Army children are equipped to adapt to present and future changes such as relocations, deployments, reintegration. Despite the obstacles that being part of a military family presents, the Fiore family adapted and ensured that the busy nature of military life did not interfere with childhood excitement and opportunity.
“We moved around a lot and that tends to cause Army children to have one of two reactions, ‘I don’t ever want to move again’ or ‘Hey, it’s kind of cool to travel around the world and see different places’” said Ric. “I think our children enjoyed the traveling piece, so they were not adversely influenced by all the moving and we always made sure that their schools were a priority.”
Although the frequently moving and traveling nature of military families often makes it difficult to forge and adopt a culture, the Fiore family established an identity with the United States Military Academy at West Point.
“When my parents were growing up, West Point was the biggest college nearby, so they went to West Point football games even though they didn’t have a family connection to the Army,” said Nicholas. “I remember going to those tailgates as a kid and that definitely attracted me.”
Growing up in a military family will influence and shape a child’s future as they are immersed within the military lifestyle. Regardless, each of the Fiore siblings retained a sense of independence and individuality as they considered their options, ultimately commissioning into the Army.

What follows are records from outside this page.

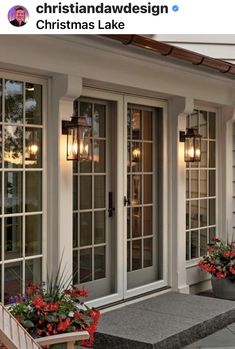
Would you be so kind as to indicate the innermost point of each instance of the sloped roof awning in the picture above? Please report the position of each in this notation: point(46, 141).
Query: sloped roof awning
point(181, 54)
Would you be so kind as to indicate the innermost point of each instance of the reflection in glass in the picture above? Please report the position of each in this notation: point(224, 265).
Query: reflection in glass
point(203, 183)
point(13, 192)
point(99, 227)
point(129, 156)
point(33, 191)
point(194, 184)
point(99, 120)
point(136, 190)
point(136, 254)
point(148, 220)
point(13, 237)
point(99, 156)
point(0, 146)
point(85, 265)
point(1, 94)
point(136, 221)
point(33, 271)
point(33, 147)
point(13, 152)
point(148, 125)
point(212, 126)
point(211, 211)
point(85, 229)
point(0, 194)
point(203, 242)
point(203, 124)
point(75, 267)
point(75, 192)
point(136, 124)
point(136, 155)
point(33, 235)
point(203, 162)
point(194, 214)
point(187, 185)
point(194, 120)
point(194, 244)
point(33, 104)
point(13, 101)
point(203, 213)
point(75, 230)
point(148, 163)
point(148, 252)
point(99, 270)
point(128, 256)
point(99, 192)
point(187, 245)
point(187, 214)
point(12, 280)
point(212, 154)
point(85, 192)
point(128, 223)
point(212, 175)
point(212, 233)
point(148, 189)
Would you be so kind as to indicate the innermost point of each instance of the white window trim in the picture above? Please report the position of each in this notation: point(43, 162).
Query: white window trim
point(194, 262)
point(44, 83)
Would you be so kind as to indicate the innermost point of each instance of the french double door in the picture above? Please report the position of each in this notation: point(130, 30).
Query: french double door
point(118, 221)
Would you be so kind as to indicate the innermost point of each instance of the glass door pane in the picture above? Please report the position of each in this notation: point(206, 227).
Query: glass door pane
point(141, 226)
point(91, 223)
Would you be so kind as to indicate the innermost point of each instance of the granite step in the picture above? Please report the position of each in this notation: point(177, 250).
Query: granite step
point(168, 321)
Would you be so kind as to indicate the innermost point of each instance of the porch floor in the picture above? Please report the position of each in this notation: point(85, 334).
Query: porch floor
point(167, 321)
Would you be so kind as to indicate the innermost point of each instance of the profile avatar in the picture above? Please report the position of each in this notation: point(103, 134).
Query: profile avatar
point(19, 14)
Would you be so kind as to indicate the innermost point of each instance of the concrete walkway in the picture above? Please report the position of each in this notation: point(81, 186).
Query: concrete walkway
point(168, 321)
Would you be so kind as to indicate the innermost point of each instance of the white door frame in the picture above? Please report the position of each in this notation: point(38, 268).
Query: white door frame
point(164, 282)
point(121, 190)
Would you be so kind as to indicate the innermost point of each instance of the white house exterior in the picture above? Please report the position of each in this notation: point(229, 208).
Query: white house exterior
point(52, 208)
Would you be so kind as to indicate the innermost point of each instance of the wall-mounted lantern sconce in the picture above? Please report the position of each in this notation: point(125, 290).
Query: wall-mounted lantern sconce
point(136, 153)
point(192, 145)
point(78, 138)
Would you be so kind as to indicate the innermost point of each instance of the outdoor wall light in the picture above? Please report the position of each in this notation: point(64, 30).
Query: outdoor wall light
point(192, 145)
point(136, 153)
point(78, 138)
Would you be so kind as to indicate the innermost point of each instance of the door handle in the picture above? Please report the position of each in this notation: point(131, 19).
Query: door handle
point(111, 209)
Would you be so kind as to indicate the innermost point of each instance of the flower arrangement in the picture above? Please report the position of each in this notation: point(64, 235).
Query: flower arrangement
point(54, 311)
point(220, 260)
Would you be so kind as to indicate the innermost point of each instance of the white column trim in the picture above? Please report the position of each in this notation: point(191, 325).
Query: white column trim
point(65, 89)
point(179, 107)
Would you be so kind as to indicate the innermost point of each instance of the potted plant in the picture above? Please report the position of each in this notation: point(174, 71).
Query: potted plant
point(220, 263)
point(54, 311)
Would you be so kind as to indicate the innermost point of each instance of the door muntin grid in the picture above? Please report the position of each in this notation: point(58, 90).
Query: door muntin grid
point(21, 207)
point(201, 186)
point(140, 184)
point(90, 187)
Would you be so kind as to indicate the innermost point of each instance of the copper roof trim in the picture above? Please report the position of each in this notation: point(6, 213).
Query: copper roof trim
point(175, 52)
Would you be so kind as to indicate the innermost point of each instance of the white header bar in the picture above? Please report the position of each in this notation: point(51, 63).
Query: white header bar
point(117, 17)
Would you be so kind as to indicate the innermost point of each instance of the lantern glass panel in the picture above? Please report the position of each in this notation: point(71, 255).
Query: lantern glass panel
point(84, 143)
point(189, 149)
point(72, 143)
point(197, 149)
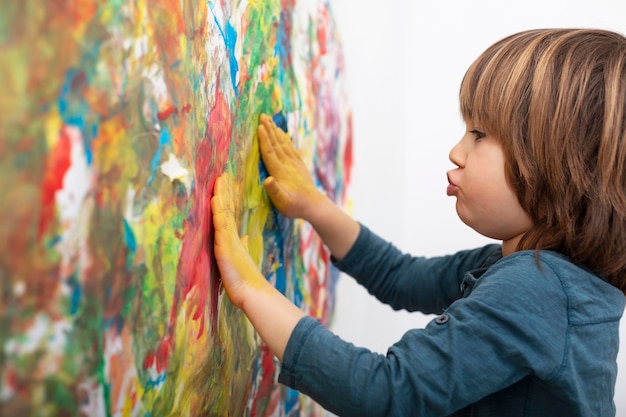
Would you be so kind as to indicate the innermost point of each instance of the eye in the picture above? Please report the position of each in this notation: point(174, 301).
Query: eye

“When Nic was applying to colleges, he was looking at St. John’s University and Johns Hopkins University but eventually decided that he wanted to go to West Point. Our sister Elyse decided that going to West Point to be a physician for the Army was what she wanted, to help keep Soldiers healthy and not just go work in a practice somewhere tucked away in a corner of a big office building,” said Nina. “I’ve wanted to fly helicopters since about the time they convinced me I couldn’t be a bird when I grew up, so for me that was a no-brainer.”
Serving as an armor officer, an aviation officer and a medical officer, as the Fiore siblings do, results in very different experiences in the Army. Though these differences and experiences can seem daunting, the Fiore family remains close-knit and supportive of each other through their service.